In our era, when electronic musicians post every throwaway and work-in-progress, it’s rare to see someone take their time in such a way. But then again, Shepherd’s approach here isn’t exclusively electronic, as he joins a crowd that includes Flying Lotus in reviving and transforming the genres that inspired them to start making music. The best example is album centerpiece “Silhouettes (I, II & III),” without a doubt one of the most thrilling, gorgeous songs this year. In three movements over 10 minutes, it glides between intense, seductive fusion jazz and breathtaking orchestral soul. Violins, organs, choral voices and an incessant, propulsive drum beat weave in and out. It took six years to complete, and it shows.
By contrast, the title track, a contemplative, spacey drone was improvised. Shepherd made it after waking from a dream about “atomic reincarnation,” the idea that when we die, our atoms are broken down and reorganized. It’s a scientific idea rendered in poetic terms, and it aptly describes what the album sounds like. It’s equally apt to describe this as a scientist’s album, not because of its creator’s PhD, but because it reflects the beauty of the world that science goes to painstaking lengths to understand. “Argenté,” which follows the title track, illustrates this best, not simply because it sounds like something out of a Science Channel documentary, but also because it sounds organized and full.
Like science, much of what makes up music is math: patterns of repetition, counting, hitting the right notes at the right time, and so on. Science also tells us music is simply vibrations in the air, but put them together in the right way and it will elicit so much more, something I go to absurd lengths to describe to you here. If their key difference is that science seeks to define the beauty of the universe and that music depicts it, then Floating Points has created one of the purest depictions in recent memory.
DJ Taye – Break It Down EP: More traditional footwork from one of Teklife’s rising stars. Hits hard when it needs to, such as on “XTCC (feat. DJ Earl),” but also divulges in the movement’s affinity for soul on “Go Away (feat. DJ Paypal).”

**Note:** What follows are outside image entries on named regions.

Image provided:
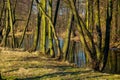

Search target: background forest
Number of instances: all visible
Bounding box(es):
[0,0,120,79]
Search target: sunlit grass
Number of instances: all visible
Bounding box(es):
[0,49,120,80]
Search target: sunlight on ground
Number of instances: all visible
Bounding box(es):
[0,48,120,80]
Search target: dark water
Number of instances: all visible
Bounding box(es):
[8,35,120,73]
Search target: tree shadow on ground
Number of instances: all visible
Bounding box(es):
[16,70,99,80]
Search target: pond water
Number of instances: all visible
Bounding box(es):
[8,35,120,73]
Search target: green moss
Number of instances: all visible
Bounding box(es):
[0,50,120,80]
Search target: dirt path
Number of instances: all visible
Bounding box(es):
[0,48,120,80]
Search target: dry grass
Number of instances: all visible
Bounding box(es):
[0,48,120,80]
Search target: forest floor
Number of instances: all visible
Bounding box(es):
[0,48,120,80]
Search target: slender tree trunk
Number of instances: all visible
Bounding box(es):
[101,0,113,71]
[63,10,74,61]
[40,0,46,54]
[48,0,55,57]
[19,0,34,47]
[95,0,102,51]
[7,0,15,48]
[0,8,10,47]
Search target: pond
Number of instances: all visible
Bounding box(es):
[8,35,120,73]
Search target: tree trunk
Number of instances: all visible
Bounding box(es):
[101,0,113,71]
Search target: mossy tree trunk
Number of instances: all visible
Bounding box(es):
[64,0,112,71]
[7,0,15,48]
[40,0,46,54]
[63,10,74,61]
[19,0,34,47]
[0,3,10,47]
[48,0,55,58]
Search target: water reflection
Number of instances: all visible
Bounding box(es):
[7,35,120,73]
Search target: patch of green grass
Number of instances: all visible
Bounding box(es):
[0,50,120,80]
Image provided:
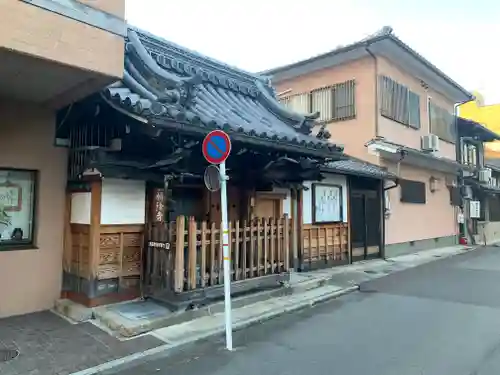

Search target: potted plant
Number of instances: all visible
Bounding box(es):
[0,204,12,234]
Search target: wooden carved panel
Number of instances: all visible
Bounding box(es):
[99,234,120,249]
[123,247,141,263]
[123,233,142,247]
[99,249,119,264]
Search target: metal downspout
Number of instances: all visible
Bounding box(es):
[365,43,379,137]
[453,98,474,244]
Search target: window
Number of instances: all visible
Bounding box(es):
[312,184,343,223]
[0,169,37,251]
[379,76,420,129]
[281,80,356,122]
[399,180,426,204]
[281,93,311,114]
[462,142,478,167]
[429,99,456,143]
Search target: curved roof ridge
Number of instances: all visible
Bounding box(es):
[127,25,268,83]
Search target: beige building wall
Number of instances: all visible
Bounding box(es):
[275,57,378,163]
[377,57,455,160]
[0,99,67,317]
[78,0,125,18]
[383,162,458,245]
[0,0,125,78]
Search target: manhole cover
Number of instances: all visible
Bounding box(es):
[0,349,19,363]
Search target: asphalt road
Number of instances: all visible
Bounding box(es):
[106,247,500,375]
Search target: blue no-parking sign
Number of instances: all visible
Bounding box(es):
[202,130,231,164]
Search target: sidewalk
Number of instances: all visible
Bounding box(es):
[0,246,472,375]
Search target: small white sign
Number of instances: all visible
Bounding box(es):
[470,201,481,219]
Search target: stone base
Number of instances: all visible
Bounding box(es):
[384,235,458,258]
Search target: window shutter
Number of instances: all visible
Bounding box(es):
[408,91,420,129]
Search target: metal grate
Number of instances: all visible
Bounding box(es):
[0,349,19,363]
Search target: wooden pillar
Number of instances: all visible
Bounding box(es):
[294,189,304,270]
[290,188,299,271]
[63,191,73,273]
[89,179,102,284]
[348,177,352,264]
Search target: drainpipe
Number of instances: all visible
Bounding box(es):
[453,98,474,244]
[380,179,399,259]
[365,43,379,137]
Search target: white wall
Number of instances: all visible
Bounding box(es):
[71,192,91,225]
[273,188,292,218]
[302,174,348,224]
[101,178,146,225]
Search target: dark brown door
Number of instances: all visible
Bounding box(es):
[350,190,382,262]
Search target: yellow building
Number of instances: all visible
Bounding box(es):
[459,92,500,158]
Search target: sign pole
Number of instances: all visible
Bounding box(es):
[219,161,233,350]
[201,130,233,351]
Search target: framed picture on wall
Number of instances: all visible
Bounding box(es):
[312,184,344,223]
[0,181,23,211]
[0,168,37,247]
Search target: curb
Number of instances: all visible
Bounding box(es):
[69,285,359,375]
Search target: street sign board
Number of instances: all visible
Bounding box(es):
[202,130,231,164]
[203,165,221,192]
[469,201,481,219]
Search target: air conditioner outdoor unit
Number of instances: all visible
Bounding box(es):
[478,168,491,183]
[422,134,439,152]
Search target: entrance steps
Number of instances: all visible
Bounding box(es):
[54,273,344,339]
[55,246,474,340]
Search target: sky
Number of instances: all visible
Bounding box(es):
[126,0,500,104]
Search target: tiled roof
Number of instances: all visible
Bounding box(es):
[260,26,473,99]
[104,28,343,153]
[324,159,398,180]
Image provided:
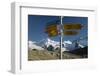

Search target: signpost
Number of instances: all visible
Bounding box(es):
[64,24,83,30]
[45,16,83,59]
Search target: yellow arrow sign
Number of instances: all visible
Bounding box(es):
[64,31,78,35]
[45,25,57,33]
[64,24,83,30]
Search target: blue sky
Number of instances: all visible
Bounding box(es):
[28,15,88,42]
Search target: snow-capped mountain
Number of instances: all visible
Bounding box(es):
[28,38,85,51]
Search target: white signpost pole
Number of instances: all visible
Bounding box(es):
[60,16,63,59]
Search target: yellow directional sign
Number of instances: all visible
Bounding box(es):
[64,31,78,35]
[48,31,58,37]
[64,24,83,30]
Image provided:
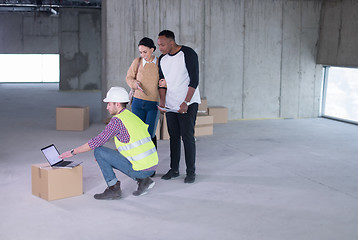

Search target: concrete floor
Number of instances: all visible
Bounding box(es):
[0,84,358,240]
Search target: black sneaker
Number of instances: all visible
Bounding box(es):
[184,173,195,183]
[162,169,179,180]
[93,181,122,200]
[133,177,155,196]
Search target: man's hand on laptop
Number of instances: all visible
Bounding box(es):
[58,150,73,159]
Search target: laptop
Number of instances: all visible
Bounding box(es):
[41,144,81,168]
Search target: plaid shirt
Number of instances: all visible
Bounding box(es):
[88,110,130,150]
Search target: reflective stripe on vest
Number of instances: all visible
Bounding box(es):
[114,109,158,171]
[127,147,157,161]
[118,137,152,152]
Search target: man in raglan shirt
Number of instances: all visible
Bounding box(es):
[158,30,200,183]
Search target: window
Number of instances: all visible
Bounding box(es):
[0,54,60,83]
[322,67,358,123]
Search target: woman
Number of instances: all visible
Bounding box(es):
[126,37,160,147]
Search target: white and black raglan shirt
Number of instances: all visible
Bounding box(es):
[159,46,201,110]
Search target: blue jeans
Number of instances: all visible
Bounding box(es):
[94,146,154,187]
[132,97,160,138]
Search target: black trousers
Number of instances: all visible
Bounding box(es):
[166,103,198,174]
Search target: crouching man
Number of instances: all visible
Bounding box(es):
[59,87,158,199]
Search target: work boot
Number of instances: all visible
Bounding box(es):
[162,169,179,180]
[94,181,122,200]
[133,177,155,196]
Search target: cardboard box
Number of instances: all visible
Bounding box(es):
[56,106,89,131]
[31,163,83,201]
[198,98,208,113]
[208,107,228,123]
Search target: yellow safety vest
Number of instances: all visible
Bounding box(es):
[114,109,158,171]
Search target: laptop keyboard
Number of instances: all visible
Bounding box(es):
[55,161,71,167]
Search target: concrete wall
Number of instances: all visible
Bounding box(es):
[0,8,101,90]
[102,0,322,119]
[317,0,358,67]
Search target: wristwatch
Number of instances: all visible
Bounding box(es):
[71,149,76,156]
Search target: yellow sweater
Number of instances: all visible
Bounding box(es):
[126,58,159,102]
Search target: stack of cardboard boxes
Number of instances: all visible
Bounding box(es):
[156,98,228,140]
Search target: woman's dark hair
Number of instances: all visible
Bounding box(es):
[138,37,156,51]
[158,30,175,41]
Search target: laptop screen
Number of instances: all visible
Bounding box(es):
[41,144,62,166]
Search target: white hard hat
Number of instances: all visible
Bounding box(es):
[103,87,129,103]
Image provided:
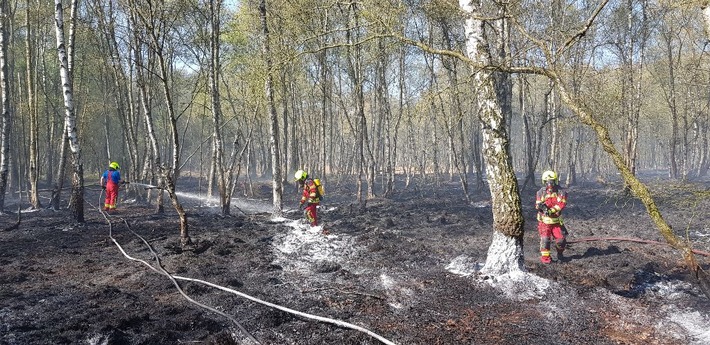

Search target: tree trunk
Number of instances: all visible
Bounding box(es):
[459,0,525,275]
[259,0,283,217]
[209,0,232,216]
[25,2,42,209]
[54,0,84,223]
[0,0,13,212]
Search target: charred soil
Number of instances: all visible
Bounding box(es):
[0,176,710,345]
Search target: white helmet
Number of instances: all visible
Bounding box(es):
[293,170,308,181]
[542,170,559,184]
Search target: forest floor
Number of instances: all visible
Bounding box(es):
[0,173,710,345]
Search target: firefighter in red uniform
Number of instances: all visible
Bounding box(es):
[101,162,123,211]
[294,170,320,226]
[535,170,567,264]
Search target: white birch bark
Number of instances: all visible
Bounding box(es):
[0,0,12,211]
[459,0,525,276]
[259,0,283,217]
[54,0,84,222]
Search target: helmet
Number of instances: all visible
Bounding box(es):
[293,170,308,181]
[542,170,559,184]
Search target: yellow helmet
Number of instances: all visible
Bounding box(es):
[293,170,308,181]
[542,170,559,184]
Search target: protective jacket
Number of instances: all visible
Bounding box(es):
[301,178,320,226]
[535,186,567,225]
[301,178,320,205]
[101,168,121,211]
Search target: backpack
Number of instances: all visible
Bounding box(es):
[313,178,325,199]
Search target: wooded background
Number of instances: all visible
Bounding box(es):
[0,0,710,223]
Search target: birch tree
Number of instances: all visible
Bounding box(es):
[54,0,84,222]
[133,3,192,246]
[25,1,42,209]
[0,0,13,212]
[259,0,283,216]
[459,0,524,275]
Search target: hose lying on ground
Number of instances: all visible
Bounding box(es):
[102,204,395,345]
[567,237,710,257]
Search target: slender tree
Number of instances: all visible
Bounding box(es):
[54,0,84,222]
[259,0,283,216]
[0,0,13,212]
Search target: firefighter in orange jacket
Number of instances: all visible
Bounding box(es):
[294,170,320,226]
[535,170,567,264]
[101,162,123,211]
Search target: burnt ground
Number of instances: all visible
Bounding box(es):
[0,175,710,345]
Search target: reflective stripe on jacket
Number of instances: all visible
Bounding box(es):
[535,186,567,225]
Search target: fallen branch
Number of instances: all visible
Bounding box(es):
[567,237,710,257]
[2,205,22,231]
[104,207,395,345]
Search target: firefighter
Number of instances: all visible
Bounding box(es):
[294,170,320,226]
[535,170,567,264]
[101,162,123,211]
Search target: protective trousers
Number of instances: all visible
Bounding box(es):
[303,203,318,226]
[104,178,118,211]
[537,222,567,263]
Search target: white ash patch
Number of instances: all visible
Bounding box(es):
[272,220,357,274]
[380,273,414,309]
[446,255,483,277]
[656,306,710,345]
[446,251,551,301]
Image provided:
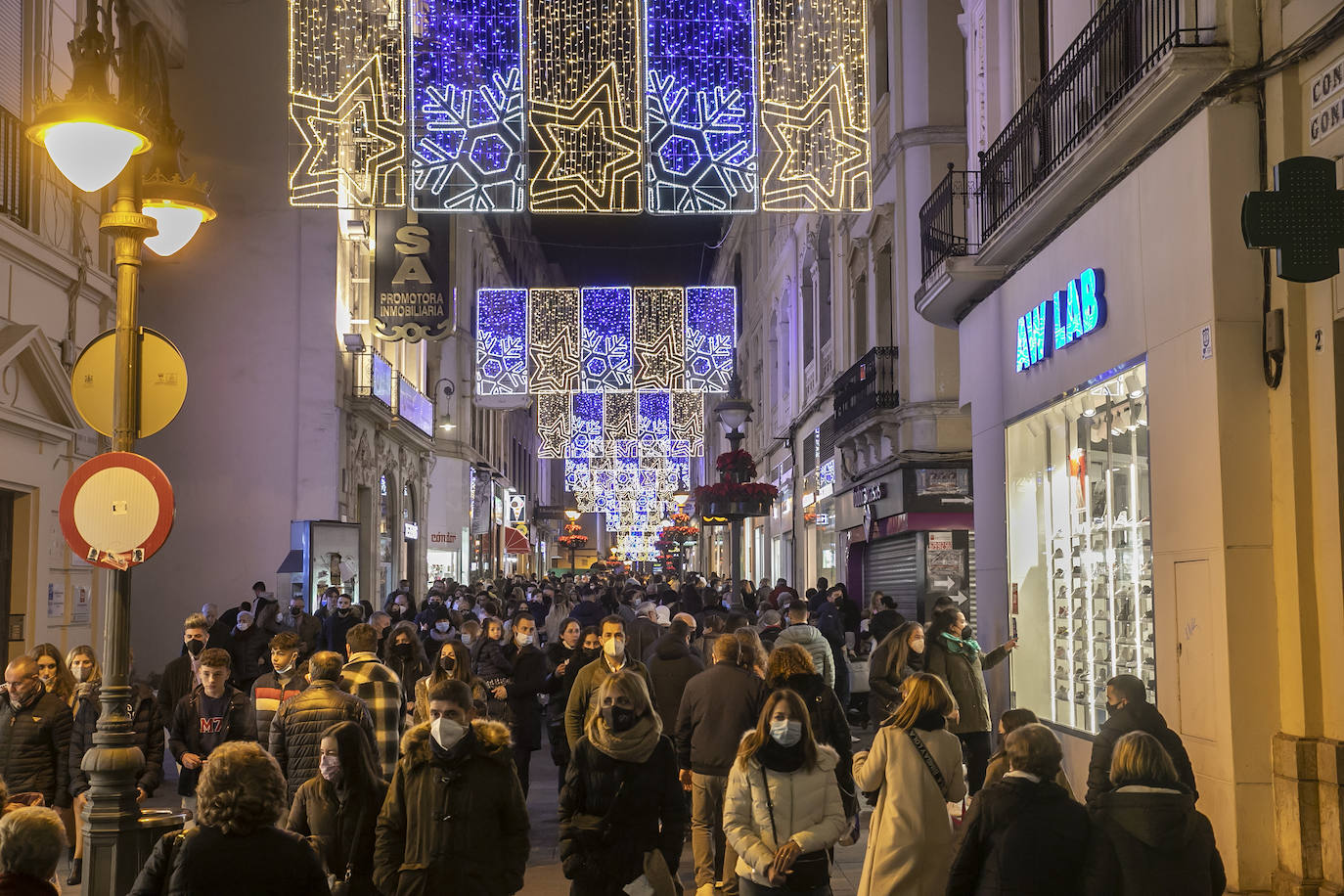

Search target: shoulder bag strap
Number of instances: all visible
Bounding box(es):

(3.5 sails) (DJ Taye on Soundcloud)
Car Seat Headrest – Teens of Style: Finally finding his way out of the Bandcamp woods, singer-songwriter Will Toledo kicks it into high gear with this debut for Matador, a collection of rerecorded demos from the last few years. These are classically indie, wonderfully lo-fi tracks with an inkling for introspective, literary lyrics – candy for nerds, but cozy enough to land comfortably in the denouement of a trendy TV rom-com. Save it for your next bout of suburban alienation, or a case of being left behind by your more successful, personable peers.
(4 sails) (Car Seat Headrest on Bandcamp)
Rustie – EVENIFUDONTBELIEVE: At last, the leading light of the Glasgow electro-trap scene has produced his magnum opus, ditching the vocal distractions of last year’s Green Language and fusing its high-gloss, vaporwave-on-speed sound with some solid beats. Which is to say: EVERY TRACK IS A BANGER.
(4 sails) (Rustie on Soundcloud)
J Dilla – Dillatronic: Yet another posthumous release from the renowned hip-hop producer. Cataloguing 41 very skeletal, rather undercooked beats that run the gamut from “okay” to “no comment,” the only real reason to pick up this collection is if you’re a die hard for Dilla. Either that or you want to help his mom pay the rent.